年賀状だからと気が緩んでいませんか?今年こそ情報漏えい対策を!
年賀状には個人情報が満載!
ビジネス用の年賀状ではなく、家庭用の年賀状の多くには、名前、住所、家族構成、顔写真に加え、「何歳になりました」「就職しました」「子どもが生まれました」などの近況報告も添えているため、年賀状一枚であなたの家庭が丸わかり状態となっています。
2000年初頭、写真プリントが流行し始めた頃はまだ目新しさもあり、お互いの家族写真をのどかに楽しんでいました。しかし近年、オレオレ詐欺や悪質商法など、家庭内の状況を把握した上での犯罪が目立つようになってきています。

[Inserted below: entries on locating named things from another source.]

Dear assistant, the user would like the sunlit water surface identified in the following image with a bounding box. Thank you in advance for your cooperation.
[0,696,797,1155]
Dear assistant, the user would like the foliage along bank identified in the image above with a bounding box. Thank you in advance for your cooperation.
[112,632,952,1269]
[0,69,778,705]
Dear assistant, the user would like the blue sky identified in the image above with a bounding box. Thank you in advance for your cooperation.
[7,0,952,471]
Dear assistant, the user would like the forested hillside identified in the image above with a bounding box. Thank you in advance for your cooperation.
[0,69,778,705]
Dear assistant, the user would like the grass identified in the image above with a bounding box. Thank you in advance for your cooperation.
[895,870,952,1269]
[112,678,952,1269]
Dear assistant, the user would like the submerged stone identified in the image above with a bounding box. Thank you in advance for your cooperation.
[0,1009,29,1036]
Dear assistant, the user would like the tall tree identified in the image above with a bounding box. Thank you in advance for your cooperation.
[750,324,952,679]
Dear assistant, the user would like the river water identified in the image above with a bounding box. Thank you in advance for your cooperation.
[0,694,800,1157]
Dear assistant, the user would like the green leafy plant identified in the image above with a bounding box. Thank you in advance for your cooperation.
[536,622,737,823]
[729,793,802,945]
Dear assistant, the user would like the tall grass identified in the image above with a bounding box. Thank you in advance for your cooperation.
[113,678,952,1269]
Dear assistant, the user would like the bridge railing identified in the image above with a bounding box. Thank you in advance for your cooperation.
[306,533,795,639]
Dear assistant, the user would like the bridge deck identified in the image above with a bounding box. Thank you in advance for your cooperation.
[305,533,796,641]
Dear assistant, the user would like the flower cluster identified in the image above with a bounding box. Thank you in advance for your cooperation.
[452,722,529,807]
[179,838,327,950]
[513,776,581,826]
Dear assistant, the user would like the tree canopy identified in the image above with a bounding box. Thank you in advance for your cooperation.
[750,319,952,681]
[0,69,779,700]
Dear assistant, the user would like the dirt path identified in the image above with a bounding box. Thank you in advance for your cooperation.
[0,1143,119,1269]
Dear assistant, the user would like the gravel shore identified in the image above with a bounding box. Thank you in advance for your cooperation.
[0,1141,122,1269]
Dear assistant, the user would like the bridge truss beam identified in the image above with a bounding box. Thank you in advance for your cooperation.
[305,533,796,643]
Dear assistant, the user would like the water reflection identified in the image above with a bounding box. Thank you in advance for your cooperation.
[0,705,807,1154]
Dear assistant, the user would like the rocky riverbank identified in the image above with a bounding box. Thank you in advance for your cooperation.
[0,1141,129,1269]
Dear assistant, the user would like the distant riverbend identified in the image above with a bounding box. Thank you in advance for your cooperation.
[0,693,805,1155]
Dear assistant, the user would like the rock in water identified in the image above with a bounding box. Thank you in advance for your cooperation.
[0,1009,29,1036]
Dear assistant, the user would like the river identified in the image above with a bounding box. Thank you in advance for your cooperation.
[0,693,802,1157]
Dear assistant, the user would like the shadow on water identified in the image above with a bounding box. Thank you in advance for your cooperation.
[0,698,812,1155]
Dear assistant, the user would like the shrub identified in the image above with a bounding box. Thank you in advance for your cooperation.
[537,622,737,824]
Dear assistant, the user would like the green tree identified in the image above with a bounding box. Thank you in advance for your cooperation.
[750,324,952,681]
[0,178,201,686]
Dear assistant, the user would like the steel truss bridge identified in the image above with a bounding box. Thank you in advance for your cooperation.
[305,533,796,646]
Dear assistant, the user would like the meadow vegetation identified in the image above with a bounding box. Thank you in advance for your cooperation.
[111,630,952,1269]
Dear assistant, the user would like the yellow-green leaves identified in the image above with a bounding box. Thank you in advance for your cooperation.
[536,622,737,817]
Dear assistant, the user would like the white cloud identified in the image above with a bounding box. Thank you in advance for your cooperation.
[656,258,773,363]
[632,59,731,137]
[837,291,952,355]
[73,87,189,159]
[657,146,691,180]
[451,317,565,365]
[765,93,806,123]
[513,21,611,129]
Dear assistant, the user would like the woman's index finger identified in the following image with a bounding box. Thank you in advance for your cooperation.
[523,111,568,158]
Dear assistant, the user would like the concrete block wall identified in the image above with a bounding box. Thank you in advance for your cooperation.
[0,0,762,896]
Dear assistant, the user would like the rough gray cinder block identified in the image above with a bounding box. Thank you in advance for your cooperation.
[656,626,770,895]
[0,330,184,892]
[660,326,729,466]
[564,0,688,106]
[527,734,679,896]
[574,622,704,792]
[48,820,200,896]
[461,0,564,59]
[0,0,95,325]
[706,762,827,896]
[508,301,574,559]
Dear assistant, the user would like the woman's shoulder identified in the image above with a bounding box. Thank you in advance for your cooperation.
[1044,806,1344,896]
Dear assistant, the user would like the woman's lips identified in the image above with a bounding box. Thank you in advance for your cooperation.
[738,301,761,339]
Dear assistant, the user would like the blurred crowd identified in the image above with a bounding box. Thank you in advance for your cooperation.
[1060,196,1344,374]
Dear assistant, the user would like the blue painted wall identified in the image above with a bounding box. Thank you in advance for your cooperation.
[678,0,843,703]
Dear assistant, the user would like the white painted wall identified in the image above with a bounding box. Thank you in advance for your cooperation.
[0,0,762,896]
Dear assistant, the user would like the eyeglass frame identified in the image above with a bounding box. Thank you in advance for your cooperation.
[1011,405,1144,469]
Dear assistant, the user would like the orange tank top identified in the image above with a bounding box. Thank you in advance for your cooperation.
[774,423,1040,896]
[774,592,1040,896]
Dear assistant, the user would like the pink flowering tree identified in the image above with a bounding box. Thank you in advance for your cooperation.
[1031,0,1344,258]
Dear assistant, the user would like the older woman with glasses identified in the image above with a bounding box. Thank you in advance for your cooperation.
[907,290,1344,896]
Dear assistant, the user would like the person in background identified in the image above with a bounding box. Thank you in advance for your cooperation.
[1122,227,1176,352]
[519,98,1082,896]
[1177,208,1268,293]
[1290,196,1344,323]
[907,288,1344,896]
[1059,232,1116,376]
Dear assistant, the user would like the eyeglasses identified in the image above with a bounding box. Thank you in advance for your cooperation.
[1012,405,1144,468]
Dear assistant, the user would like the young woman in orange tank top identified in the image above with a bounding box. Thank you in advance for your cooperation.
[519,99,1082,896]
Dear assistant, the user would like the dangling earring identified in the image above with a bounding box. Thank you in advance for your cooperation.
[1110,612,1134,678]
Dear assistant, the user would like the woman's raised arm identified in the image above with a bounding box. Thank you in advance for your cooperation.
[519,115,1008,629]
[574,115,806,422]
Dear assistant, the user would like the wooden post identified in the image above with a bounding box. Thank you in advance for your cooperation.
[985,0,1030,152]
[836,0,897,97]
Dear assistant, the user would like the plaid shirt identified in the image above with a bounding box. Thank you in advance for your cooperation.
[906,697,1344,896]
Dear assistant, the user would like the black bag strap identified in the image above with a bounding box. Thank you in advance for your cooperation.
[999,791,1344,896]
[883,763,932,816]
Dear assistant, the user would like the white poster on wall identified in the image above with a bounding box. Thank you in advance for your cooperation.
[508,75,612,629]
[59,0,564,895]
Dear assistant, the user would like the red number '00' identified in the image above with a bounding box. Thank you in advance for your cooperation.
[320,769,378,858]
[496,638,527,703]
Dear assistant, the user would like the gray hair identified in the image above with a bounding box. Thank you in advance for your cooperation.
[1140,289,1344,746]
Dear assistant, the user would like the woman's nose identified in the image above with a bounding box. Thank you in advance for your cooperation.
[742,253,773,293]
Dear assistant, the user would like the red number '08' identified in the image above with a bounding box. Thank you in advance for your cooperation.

そうした被害から家族を守るためにも、そろそろ年賀状を見直す時期に来ているのではないでしょうか。
今回はこの年賀状にフォーカスを当て、情報漏えい対策を考えます。
年賀状が誤配送されるリスク
まず、どのタイミングで他人に情報漏えいするのかについて、お伝えします。
ひとつは、年賀状の誤配送があります。郵便配達は人の手で行う仕事ですので、ミスを無くすことは現状不可能でしょう。しかも、ストーカーや不法侵入対策のため、玄関やポストに名前を掲げない家庭が増えています。差出人が、届け先の番地や部屋番号を書き間違えれば、誤配送の可能性はさらに高まります。また、賃貸物件の場合は、前の住人宛の郵便が届くこともありますね。
もし、あなたの年賀状が誤配送で他人の手に渡ったら……。ネットで名前を検索されたり、SNSを調べられたりすれば、あなたの行動、仕事、趣味なども、把握される恐れがあるのです。
パソコンのセキュリティが甘く、住所録が漏えいするリスク
あなたのパソコン、セキュリティ対策は万全ですか?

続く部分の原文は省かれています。